A man holds a laptop computer as cyber code is projected on him in this illustration picture taken on May 13, 2017. REUTERS/Kacper Pempel/Illustration
DUBAI (Reuters) - Iran has developed software to protect its industry against the Stuxnet computer virus, the Iranian communications minister said on Thursday, after accusing Israel in November of a cyber attack on Tehran’s telecommunications facilities.
Stuxnet, which is widely believed to have been developed by the United States and Israel, was discovered in 2010 after it was used to attack a uranium enrichment facility at Iran’s Natanz nuclear site. It was the first publicly known example of a virus being used to attack industrial machinery.

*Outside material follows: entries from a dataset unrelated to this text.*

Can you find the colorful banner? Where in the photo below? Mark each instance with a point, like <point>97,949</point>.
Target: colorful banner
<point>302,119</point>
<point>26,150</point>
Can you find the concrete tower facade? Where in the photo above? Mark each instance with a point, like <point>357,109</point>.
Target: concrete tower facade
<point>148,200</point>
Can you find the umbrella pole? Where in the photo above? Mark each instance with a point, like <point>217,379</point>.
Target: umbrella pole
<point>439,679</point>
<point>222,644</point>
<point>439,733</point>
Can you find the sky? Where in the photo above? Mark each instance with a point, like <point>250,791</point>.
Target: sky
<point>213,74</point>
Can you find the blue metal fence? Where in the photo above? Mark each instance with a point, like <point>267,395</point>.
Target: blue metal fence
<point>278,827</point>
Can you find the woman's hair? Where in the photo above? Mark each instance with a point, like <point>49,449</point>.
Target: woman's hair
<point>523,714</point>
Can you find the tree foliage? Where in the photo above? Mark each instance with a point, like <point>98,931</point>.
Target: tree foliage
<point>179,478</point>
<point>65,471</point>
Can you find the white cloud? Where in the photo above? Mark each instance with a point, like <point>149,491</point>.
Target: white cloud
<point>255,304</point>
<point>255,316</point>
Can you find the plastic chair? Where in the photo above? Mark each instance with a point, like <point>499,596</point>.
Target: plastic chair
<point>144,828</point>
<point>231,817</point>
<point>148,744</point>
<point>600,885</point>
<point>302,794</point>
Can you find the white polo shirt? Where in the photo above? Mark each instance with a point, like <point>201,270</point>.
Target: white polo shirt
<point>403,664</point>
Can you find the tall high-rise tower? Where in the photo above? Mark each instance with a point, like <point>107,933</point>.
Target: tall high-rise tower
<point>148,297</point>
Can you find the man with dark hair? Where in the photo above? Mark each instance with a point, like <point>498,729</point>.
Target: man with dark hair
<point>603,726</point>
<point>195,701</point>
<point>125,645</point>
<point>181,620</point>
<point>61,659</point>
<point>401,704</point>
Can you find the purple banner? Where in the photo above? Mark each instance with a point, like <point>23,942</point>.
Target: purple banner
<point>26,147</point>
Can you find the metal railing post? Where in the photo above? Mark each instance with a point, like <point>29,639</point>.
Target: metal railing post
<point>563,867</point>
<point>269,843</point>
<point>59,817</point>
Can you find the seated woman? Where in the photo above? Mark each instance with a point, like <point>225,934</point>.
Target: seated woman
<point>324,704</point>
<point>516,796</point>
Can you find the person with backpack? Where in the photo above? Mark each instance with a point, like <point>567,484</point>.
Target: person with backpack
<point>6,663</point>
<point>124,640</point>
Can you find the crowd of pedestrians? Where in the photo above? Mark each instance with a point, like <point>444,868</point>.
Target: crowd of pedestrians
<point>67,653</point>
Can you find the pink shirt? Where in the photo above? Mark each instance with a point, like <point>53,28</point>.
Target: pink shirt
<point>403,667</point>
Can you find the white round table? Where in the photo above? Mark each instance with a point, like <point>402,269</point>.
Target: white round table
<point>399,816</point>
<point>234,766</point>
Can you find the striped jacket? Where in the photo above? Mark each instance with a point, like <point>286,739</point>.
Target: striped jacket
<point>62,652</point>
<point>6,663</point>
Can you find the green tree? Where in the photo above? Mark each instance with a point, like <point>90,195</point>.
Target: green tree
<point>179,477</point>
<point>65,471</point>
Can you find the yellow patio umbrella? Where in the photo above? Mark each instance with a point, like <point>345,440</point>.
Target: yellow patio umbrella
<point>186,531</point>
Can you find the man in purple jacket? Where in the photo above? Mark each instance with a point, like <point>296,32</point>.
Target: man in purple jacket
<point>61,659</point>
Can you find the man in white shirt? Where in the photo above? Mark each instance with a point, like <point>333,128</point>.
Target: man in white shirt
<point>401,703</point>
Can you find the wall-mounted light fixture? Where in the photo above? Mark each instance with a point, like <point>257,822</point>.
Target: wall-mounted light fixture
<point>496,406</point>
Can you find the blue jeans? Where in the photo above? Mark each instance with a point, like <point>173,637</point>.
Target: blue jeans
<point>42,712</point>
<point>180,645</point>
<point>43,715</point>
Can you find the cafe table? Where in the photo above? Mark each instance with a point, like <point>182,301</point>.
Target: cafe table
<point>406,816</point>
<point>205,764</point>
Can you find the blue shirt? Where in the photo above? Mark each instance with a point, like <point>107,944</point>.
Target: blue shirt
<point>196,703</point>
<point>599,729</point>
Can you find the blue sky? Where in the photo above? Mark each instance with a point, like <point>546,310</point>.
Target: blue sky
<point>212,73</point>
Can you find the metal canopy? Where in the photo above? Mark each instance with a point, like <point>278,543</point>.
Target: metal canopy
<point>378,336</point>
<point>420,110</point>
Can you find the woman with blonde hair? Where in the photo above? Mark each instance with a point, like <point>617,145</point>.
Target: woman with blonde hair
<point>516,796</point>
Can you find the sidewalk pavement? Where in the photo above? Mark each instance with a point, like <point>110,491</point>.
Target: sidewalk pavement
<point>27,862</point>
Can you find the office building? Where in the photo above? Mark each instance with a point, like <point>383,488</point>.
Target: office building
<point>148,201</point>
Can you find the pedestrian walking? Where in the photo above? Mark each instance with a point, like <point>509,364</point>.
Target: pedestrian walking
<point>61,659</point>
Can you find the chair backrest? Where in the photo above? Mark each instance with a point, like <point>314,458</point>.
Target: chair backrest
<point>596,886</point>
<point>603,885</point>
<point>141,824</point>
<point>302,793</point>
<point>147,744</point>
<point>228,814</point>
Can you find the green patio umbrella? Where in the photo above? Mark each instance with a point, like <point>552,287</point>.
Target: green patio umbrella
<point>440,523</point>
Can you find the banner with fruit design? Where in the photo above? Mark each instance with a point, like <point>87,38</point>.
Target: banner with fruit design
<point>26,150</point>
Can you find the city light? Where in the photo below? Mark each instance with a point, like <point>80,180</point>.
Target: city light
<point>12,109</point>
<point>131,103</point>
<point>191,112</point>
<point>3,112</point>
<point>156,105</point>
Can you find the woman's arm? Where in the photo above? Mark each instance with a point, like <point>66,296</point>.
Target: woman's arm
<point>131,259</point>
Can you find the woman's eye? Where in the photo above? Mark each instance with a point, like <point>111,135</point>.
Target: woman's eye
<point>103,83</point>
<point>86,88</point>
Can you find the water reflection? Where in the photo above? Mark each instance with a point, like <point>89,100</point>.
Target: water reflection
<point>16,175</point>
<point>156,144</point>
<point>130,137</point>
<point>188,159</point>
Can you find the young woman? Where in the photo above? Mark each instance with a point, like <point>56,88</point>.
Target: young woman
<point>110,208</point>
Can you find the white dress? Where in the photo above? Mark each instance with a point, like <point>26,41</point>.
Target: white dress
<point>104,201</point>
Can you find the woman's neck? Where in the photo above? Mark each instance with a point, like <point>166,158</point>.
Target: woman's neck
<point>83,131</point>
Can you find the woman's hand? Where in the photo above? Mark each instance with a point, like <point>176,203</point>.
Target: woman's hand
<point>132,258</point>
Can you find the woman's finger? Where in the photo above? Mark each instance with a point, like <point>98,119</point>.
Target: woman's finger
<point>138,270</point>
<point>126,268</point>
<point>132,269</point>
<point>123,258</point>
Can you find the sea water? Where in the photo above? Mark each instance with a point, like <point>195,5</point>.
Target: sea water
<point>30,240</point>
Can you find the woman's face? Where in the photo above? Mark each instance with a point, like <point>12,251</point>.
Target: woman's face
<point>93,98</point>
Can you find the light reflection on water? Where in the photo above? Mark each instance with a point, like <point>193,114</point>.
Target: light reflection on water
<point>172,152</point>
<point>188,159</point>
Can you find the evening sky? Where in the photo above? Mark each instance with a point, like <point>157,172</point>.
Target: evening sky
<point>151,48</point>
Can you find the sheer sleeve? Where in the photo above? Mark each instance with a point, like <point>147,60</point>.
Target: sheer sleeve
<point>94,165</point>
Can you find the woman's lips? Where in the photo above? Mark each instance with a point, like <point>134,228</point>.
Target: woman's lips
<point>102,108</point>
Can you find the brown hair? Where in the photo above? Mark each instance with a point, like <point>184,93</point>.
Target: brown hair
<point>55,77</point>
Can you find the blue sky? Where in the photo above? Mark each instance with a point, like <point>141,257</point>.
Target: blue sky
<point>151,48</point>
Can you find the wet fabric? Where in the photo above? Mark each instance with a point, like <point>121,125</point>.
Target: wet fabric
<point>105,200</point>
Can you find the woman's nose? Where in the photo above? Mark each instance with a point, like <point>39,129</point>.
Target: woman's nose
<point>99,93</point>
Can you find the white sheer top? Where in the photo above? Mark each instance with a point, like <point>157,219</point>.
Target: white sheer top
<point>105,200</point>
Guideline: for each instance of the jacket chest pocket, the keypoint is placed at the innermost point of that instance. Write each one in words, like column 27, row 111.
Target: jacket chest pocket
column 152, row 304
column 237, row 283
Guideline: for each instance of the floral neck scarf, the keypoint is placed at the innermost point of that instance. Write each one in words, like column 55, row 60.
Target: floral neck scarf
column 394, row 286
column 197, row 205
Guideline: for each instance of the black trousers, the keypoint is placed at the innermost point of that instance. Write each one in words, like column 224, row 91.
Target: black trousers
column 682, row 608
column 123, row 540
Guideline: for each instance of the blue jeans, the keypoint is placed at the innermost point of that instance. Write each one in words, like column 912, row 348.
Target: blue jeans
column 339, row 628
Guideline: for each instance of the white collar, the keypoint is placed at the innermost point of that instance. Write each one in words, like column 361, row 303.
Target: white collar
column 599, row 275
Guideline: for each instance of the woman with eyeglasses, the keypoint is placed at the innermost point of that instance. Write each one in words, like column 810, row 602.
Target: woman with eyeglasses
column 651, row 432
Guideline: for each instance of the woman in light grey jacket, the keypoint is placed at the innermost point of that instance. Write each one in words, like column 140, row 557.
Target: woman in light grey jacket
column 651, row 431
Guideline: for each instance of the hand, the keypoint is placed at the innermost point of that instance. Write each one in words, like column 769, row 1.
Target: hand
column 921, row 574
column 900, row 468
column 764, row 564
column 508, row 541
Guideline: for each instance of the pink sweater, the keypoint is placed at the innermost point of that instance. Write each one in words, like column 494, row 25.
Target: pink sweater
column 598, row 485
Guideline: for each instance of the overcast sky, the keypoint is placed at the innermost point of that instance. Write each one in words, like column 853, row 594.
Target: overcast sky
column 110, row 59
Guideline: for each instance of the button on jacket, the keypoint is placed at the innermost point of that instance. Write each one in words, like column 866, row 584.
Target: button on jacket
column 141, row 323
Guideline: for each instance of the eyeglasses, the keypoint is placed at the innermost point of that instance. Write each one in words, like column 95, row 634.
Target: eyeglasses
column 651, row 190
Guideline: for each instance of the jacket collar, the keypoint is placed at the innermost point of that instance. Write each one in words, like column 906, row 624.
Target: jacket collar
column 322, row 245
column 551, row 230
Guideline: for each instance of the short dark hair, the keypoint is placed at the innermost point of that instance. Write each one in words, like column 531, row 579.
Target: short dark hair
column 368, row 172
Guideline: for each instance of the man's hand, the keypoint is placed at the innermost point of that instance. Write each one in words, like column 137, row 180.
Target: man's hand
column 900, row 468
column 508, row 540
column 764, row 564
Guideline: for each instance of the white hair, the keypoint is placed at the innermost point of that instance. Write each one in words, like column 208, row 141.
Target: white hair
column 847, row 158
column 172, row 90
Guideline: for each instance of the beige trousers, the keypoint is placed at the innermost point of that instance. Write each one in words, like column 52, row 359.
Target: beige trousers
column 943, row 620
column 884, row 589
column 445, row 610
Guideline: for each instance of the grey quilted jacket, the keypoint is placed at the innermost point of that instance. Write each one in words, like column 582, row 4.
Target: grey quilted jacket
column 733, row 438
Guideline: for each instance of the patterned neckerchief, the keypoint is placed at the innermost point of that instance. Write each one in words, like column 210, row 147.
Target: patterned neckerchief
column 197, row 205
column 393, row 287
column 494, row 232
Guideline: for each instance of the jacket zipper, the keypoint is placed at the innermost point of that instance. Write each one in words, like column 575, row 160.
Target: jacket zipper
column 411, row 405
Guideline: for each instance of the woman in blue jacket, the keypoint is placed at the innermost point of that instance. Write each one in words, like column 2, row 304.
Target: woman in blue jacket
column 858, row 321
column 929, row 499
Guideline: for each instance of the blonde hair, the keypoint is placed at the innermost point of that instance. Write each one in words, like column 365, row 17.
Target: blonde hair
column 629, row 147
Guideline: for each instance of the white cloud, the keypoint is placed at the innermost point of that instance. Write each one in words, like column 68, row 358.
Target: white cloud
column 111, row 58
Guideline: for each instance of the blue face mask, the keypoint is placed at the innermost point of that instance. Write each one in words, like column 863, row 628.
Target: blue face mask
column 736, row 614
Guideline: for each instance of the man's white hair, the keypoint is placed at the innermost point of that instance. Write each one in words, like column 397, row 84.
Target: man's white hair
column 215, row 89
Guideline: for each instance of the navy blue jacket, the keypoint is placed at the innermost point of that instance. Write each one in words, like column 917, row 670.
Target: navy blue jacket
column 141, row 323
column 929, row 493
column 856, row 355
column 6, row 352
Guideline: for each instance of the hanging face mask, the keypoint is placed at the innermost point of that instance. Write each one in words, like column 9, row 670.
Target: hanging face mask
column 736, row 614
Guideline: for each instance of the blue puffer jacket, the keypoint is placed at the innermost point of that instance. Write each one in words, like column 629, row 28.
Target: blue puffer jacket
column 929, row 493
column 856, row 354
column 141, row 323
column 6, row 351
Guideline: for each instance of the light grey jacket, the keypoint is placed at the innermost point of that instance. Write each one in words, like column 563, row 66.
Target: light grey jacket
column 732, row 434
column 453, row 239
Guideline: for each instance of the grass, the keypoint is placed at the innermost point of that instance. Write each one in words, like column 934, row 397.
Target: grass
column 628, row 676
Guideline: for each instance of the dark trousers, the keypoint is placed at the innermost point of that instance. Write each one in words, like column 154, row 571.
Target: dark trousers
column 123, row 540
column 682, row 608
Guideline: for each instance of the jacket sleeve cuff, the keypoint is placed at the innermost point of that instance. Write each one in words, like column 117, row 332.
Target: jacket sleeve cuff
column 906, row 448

“Iran’s university scientists have developed a firewall for industrial automation systems to neutralise industrial sabotage such as that caused by Stuxnet in power networks, and it was successfully tested,” Communications Minister Mohammad Javad Azari-Jahromi said, quoted by the state news agency IRNA.
In November, Azari-Jahromi said a Stuxnet attack had failed to harm Iran’s communications infrastructures, and accused Israel of being behind it.
Israel has declined comment on whether or not it is involved in a cyberwar on Iran.
In 2013, researchers at Symantec Corp uncovered a version of the Stuxnet that was used to attack the Iranian nuclear programme in 2007.
Tehran agreed under a 2015 deal with world powers to curb the programme but President Donald Trump pulled the United States out of it last year, with Israel’s backing, and reimposed sanctions on Tehran.